Volle Kraft gegen Väterchen Frost: EFM-Mitarbeiter Florian Hilz bei der Leitwerksenteisung eines Airbus A 320 der Lufthansa am Startbahnkopf Südwest in seinem „Elefanten“. Foto: Hennies/FMG

Enteiser am Flughafen im Dauerstress

Flughafen - Auf diese Elefanten und Eisbären schauen zur Zeit die Flughafenbetreiber aus der gesamten verschneiten Welt.

Denn während andernorts die Flugpläne durcheinanderkommen, weil das Enteisungmittel ausgeht, läuft es im Erdinger Moos diesbezüglich wie am Schnürchen. „Wir haben keine Probleme, bei uns ist Glycol noch in ausreichender Menge vorhanden“, versichert eine Sprecherin der Gesellschaft für Enteisen und Flugzeugschleppen. Die EFM ist eine Tochter der Flughafen München GmbH und der Lufthansa.

Das Geheimnis des Erfolgs: „Bei uns wird das gesamte Enteisungsmittel recycelt“, heißt es von der EFM. Die Flüssigkeit wird in Spaltböden abgefangen und gesammelt. „Wenn der Glycolgehalt bei über fünf Prozent liegt, bereiten wir das Mittel auf“, so die Sprecherin. Etwa 65 Prozent könnten so wiederverwendet werden.

24 Enteisungsfahrzeuge stehen bereit. 90 Mitarbeiter stehen im Schichtdienst Gewehr bei Fuß - oft bis tief in die Nacht, ehe der letzte Flug abgewickelt ist. Bei extremer Witterung sind alle Eisbären und Elefanten, so die verniedlichenden Namen der Hightech-Geräte, im Einsatz. Insgesamt gibt es zwölf Enteisungsflächen: pro Startbahn jeweils drei an jedem Ende der Runway.

„Die vergangenen Tage war hier viel los“, heißt es auf Anfrage. Spitzentag sei der 15. Dezember gewesen, als binnen eines Tages 400 Maschinen behandelt werden mussten. Die Entscheidung darüber trifft übrigens jeder Kapitän vor Abflug für sich.

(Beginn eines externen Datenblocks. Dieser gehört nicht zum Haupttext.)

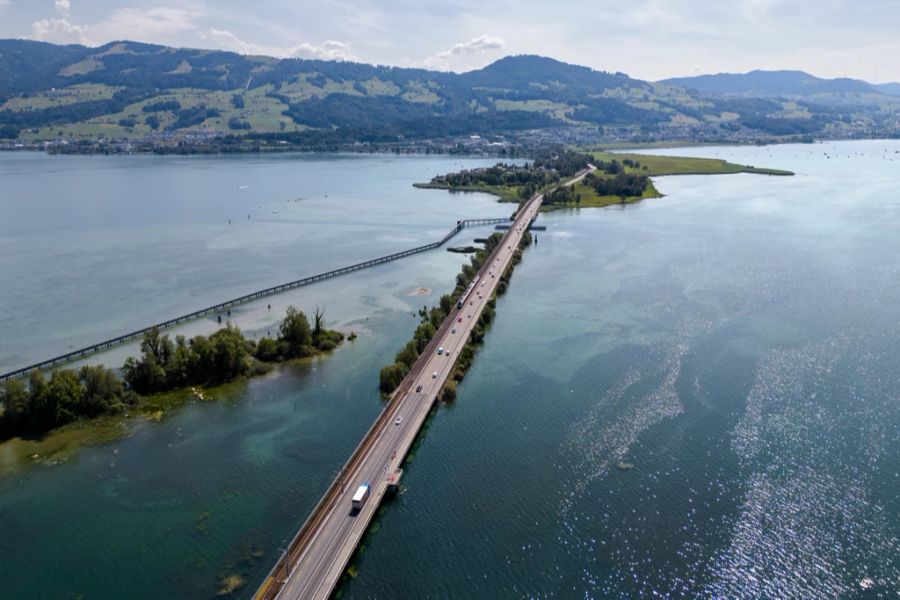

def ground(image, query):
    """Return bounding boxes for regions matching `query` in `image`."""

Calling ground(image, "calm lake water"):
[0,153,512,371]
[0,141,900,598]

Die Spritzdüsen können auch bei Temperaturen oberhalb des Gefrierpunktes vonnöten sein. „Das ist etwa dann erforderlich, wenn eine Maschine mit vollem Tank gelandet ist, und deswegen auf den Tragflächen geringere Temperaturen vorherrschen“, so die EFM-Sprecherin. Entscheidend sei: Alle beweglichen Teile an Leitwerk und Tragflächen müssen frei sein. Auch soll überflüssiges Gewicht durch Eisablagerungen verhindert werden. Die Triebwerke werden übrigens nur mit Heißluft behandelt, damit sich alle Lamellen frei drehen können.